Topics: Improving the interpretability of computational algorithms used in the biomedical and healthcare setting; Increasing the translation and trust of computational algorithms and tools for predicting patient/disease outcomes and supporting clinical decision making; Integrating clinician input in the design of algorithms and tools for the biomedical field; Methods in medical image interpretation

Authors: Joshua J. Levy 1 ; 2 ; 3 ; Christopher R. Jackson 2 ; Aravindhan Sriharan 2 ; Brock C. Christensen 1 and Louis J. Vaickus 2

Affiliations: 1 Department of Epidemiology, Geisel School of Medicine, Dartmouth, Lebanon, U.S.A. ; 2 Department of Pathology, Dartmouth Hitchcock Medical Center, Dartmouth, Lebanon, U.S.A. ; 3 Program in Quantitative Biomedical Sciences, Geisel School of Medicine, Dartmouth, Lebanon, U.S.A.

Keyword(s): Deep Learning, Histopathology, Image Translation.

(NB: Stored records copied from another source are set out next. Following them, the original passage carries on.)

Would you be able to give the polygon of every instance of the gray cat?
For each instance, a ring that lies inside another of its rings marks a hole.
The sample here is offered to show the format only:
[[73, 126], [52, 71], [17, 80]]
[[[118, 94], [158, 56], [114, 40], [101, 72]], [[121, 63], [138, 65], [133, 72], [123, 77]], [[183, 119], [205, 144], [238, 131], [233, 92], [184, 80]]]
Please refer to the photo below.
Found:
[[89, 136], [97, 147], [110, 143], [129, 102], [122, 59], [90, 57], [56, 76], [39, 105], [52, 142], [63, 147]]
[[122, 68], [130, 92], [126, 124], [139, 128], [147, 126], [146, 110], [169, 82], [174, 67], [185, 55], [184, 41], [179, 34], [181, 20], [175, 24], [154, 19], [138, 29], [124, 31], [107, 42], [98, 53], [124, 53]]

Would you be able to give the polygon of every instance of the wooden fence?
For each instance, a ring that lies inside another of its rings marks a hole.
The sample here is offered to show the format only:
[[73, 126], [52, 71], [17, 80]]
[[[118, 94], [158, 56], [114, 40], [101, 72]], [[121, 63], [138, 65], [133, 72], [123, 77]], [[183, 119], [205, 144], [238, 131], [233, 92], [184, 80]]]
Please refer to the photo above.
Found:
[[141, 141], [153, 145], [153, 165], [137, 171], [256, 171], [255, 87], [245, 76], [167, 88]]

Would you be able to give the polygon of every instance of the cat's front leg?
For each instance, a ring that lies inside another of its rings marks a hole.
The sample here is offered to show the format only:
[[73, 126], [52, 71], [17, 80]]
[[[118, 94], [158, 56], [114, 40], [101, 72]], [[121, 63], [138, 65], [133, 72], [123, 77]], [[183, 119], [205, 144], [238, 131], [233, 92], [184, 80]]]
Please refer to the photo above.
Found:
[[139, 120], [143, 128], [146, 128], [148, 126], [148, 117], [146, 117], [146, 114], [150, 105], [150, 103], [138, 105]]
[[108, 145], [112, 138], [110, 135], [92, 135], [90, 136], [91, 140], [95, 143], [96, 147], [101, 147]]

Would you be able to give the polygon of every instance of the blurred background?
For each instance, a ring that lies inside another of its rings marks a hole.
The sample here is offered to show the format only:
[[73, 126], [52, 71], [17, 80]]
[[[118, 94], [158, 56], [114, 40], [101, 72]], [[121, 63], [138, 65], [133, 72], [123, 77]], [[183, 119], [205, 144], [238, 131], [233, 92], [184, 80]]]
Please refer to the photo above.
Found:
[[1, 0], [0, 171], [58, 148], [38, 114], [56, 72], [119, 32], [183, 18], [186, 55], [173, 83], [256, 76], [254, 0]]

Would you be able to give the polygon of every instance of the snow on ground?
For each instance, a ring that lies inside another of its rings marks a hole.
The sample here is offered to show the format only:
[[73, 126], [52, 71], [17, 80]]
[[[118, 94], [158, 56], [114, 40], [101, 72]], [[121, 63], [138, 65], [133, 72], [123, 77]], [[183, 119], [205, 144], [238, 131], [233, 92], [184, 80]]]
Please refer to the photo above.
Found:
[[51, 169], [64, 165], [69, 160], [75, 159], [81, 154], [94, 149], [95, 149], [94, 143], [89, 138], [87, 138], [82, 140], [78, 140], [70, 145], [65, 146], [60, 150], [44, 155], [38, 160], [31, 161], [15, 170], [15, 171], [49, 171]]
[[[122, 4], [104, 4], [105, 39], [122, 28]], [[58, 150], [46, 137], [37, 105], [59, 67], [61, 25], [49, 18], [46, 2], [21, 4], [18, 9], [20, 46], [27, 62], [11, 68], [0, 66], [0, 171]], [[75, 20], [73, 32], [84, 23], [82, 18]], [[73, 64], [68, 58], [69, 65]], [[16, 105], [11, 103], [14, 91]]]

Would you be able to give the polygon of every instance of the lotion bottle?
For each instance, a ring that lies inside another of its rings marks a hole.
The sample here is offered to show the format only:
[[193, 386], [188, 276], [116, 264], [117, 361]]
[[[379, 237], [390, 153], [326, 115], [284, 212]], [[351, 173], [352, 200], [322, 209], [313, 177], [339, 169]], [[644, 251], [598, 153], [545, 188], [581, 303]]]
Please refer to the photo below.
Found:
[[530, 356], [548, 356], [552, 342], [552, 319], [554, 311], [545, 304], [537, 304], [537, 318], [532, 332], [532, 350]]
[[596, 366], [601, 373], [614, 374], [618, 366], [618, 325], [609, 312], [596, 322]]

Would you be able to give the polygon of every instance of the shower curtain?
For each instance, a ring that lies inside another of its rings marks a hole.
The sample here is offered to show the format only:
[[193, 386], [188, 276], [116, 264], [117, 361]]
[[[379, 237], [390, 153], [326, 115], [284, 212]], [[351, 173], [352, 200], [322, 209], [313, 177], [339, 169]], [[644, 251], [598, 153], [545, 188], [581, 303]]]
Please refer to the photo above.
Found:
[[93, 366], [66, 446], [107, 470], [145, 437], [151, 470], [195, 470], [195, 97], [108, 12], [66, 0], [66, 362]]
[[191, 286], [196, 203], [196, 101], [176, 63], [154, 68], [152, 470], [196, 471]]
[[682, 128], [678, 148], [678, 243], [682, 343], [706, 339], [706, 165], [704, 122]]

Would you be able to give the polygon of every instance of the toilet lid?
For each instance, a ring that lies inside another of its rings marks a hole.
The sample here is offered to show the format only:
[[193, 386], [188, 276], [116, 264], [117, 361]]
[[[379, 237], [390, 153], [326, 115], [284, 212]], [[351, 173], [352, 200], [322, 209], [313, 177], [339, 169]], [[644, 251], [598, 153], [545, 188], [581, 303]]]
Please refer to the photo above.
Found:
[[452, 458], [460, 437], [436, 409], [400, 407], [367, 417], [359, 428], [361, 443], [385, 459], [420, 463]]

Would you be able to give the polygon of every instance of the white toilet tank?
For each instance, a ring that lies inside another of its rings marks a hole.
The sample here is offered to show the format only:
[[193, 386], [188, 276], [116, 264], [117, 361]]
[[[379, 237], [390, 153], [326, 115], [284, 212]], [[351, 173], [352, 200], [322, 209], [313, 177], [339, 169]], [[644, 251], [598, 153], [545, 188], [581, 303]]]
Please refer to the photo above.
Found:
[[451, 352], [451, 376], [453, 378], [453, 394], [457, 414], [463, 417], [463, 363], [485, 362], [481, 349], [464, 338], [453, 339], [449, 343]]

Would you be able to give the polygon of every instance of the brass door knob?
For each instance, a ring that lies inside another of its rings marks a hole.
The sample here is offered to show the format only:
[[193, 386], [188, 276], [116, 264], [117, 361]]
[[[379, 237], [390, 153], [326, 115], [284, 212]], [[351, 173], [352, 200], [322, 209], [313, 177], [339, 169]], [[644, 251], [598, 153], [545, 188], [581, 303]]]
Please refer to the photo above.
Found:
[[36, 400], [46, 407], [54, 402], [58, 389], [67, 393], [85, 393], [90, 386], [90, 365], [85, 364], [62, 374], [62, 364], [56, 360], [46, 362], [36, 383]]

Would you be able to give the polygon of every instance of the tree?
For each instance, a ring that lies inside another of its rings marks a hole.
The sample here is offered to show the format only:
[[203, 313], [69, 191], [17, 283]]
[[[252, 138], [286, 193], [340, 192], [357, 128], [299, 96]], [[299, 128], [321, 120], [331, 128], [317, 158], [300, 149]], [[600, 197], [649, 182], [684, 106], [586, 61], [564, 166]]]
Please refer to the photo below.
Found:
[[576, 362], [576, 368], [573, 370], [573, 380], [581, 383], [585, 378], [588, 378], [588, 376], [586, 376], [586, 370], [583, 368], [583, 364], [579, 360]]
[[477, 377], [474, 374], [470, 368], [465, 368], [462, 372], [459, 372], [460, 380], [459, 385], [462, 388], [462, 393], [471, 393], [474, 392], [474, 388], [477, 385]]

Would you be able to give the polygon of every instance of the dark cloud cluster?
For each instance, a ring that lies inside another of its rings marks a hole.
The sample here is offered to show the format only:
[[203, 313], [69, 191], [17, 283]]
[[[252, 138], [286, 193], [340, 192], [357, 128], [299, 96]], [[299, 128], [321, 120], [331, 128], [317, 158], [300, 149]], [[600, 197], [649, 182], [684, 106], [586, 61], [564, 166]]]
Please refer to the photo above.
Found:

Abstract: Evaluation of a tissue biopsy is often required for the diagnosis and prognostic staging of a disease. Recent efforts have sought to accurately quantitate the distribution of tissue features and morphology in digitized images of histological tissue sections, Whole Slide Images (WSI). Generative modeling techniques present a unique opportunity to produce training data that can both augment these models and translate histologic data across different intra-and-inter-institutional processing procedures, provide cost-effective ways to perform computational chemical stains (synthetic stains) on tissue, and facilitate the creation of diagnostic aid algorithms. A critical evaluation and understanding of these technologies is vital for their incorporation into a clinical workflow. We illustrate several potential use cases of these techniques for the calculation of nuclear to cytoplasm ratio, synthetic SOX10 immunohistochemistry (IHC, sIHC) staining to delineate cell lineage, and the conversio n of hematoxylin and eosin (H&E) stain to trichome stain for the staging of liver fibrosis. (More)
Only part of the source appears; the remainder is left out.